At 32 years old, I finally have an explanation. I know the reason my experiences in life seem different from everyone else’s. I finally have a word for that invisible wall, keeping me separate from the rest of the world. I know why my senses overlap—why light is so loud, why sound is bright, disorienting, physical pain. Why I can hear, smell, taste, feel, and see the things that no one else seems to be able to. Why my entire physical experience of the world is different.

I have always wondered what is wrong with me. Always wondered how I can be so smart, so talented, so driven to contribute something meaningful to this world, and yet so physically unable to handle some of the most basic things life can throw at a person. Things like timeliness, things like laundry, things like friendship.
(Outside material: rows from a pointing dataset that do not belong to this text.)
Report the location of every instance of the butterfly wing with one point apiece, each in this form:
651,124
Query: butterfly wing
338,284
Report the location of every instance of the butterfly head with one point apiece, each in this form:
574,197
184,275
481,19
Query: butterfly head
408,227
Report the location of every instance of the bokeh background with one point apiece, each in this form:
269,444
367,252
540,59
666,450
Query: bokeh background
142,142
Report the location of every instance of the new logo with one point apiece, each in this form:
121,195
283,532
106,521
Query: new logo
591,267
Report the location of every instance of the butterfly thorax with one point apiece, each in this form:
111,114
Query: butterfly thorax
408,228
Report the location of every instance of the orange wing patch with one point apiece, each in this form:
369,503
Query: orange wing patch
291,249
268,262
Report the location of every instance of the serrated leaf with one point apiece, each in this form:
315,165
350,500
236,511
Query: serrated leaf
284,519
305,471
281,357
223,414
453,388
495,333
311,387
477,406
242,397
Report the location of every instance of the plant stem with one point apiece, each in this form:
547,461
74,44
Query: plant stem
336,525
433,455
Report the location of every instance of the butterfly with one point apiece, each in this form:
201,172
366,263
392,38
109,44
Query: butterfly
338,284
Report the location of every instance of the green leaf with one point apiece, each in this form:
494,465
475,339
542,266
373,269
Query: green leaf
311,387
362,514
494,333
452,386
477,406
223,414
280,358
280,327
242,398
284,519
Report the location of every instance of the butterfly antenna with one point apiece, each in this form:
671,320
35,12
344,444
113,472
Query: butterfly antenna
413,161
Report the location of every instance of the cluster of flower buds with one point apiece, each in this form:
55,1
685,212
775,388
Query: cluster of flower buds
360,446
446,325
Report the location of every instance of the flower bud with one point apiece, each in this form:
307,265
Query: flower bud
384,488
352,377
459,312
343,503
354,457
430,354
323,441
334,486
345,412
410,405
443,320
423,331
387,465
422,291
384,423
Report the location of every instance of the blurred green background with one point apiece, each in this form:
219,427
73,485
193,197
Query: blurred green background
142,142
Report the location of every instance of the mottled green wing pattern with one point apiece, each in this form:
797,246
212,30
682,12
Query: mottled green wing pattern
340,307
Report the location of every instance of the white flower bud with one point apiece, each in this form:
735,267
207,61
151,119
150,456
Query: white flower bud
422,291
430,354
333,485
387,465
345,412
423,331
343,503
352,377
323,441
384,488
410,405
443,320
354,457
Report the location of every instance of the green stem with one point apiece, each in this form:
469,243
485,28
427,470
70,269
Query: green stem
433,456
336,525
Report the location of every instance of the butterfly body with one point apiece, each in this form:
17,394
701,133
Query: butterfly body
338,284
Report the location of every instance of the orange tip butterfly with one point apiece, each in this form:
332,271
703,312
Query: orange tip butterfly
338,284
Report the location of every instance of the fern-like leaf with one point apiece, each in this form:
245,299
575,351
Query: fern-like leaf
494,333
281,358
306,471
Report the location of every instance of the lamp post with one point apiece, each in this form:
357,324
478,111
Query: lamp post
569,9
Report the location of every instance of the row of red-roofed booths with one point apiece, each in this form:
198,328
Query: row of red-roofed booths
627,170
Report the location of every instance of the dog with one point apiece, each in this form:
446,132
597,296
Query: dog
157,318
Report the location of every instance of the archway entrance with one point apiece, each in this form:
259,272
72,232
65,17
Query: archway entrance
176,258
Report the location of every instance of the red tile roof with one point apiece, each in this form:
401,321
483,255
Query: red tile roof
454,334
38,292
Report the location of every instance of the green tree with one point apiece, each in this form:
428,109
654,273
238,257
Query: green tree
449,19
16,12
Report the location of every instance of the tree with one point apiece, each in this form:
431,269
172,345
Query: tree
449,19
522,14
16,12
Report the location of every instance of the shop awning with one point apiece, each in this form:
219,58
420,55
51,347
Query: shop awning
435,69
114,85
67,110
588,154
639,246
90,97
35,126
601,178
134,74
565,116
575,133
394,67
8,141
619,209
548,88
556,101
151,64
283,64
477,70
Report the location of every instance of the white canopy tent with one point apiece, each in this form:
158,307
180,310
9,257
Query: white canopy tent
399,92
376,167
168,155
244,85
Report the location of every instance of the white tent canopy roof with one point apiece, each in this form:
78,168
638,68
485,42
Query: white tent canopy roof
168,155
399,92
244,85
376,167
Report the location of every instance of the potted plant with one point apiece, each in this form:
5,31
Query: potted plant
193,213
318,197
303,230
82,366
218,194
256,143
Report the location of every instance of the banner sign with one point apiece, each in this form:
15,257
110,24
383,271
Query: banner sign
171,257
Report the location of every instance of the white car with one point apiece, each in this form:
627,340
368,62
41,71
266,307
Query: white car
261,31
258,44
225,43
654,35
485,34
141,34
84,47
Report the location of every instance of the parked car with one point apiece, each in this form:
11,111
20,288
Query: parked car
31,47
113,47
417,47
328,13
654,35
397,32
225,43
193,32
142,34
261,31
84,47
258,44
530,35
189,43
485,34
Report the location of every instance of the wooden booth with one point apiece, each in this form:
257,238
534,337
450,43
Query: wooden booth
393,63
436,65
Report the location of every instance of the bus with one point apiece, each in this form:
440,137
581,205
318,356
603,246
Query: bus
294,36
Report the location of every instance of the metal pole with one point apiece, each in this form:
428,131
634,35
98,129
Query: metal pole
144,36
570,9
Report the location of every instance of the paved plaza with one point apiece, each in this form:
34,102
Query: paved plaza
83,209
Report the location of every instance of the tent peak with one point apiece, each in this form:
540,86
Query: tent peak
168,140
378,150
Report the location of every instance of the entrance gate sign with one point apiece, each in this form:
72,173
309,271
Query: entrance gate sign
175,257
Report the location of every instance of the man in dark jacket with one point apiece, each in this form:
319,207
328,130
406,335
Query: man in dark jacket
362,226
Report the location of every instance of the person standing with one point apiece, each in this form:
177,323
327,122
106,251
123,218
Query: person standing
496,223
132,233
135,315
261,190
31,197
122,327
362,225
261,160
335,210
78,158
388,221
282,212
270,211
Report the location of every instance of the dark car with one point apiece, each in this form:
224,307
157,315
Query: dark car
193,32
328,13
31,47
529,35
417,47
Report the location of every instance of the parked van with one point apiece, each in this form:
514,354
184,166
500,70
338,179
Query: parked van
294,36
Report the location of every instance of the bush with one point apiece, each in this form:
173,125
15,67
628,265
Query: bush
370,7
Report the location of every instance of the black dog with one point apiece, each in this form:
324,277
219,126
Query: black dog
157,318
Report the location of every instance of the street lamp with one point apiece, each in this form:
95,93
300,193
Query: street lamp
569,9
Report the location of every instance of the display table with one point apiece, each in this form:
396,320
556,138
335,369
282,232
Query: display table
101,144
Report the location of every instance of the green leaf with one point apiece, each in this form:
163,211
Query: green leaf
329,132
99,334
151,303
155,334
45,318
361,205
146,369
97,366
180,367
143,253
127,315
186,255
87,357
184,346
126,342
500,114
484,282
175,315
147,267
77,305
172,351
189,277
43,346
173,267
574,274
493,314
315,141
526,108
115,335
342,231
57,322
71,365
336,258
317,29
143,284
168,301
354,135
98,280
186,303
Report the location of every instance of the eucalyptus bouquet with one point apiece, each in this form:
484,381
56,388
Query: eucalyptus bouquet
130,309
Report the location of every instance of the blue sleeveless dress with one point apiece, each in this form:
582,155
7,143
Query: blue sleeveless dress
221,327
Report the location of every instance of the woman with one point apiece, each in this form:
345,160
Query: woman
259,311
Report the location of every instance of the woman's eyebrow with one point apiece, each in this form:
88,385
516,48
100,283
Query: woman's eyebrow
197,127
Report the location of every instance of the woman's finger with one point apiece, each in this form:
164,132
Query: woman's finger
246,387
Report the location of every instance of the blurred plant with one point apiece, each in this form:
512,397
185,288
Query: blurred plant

It wasn’t until this past winter that the possible explanation suddenly presented itself to me through someone else’s post on my Instagram feed. I was a little stunned, seeing it. It was a word I was familiar with, but I had never seen explained in a detailed way. I had never thought to look it up, never thought it could apply to me. But this Instagram post spelled it out in a way that was undeniable. This is a word that belongs to many, and seeing it clearly for the first time, I knew.

I began researching, collecting every fact, every story, every other lived experience I could. I began reading books, blogs, and journal articles. Watching Ted Talks, lectures, and YouTube videos. I knew, but I had to verify. Every shred of information I gleaned added more and more evidence to the pile. The pile grew, and yet I could not find a single thing to argue against or contradict what has now been confirmed through weeks of assessment by a specialized professional.

The word that belongs to many, belongs to me too. That word is Autism. And finally, I know—there is nothing wrong with me.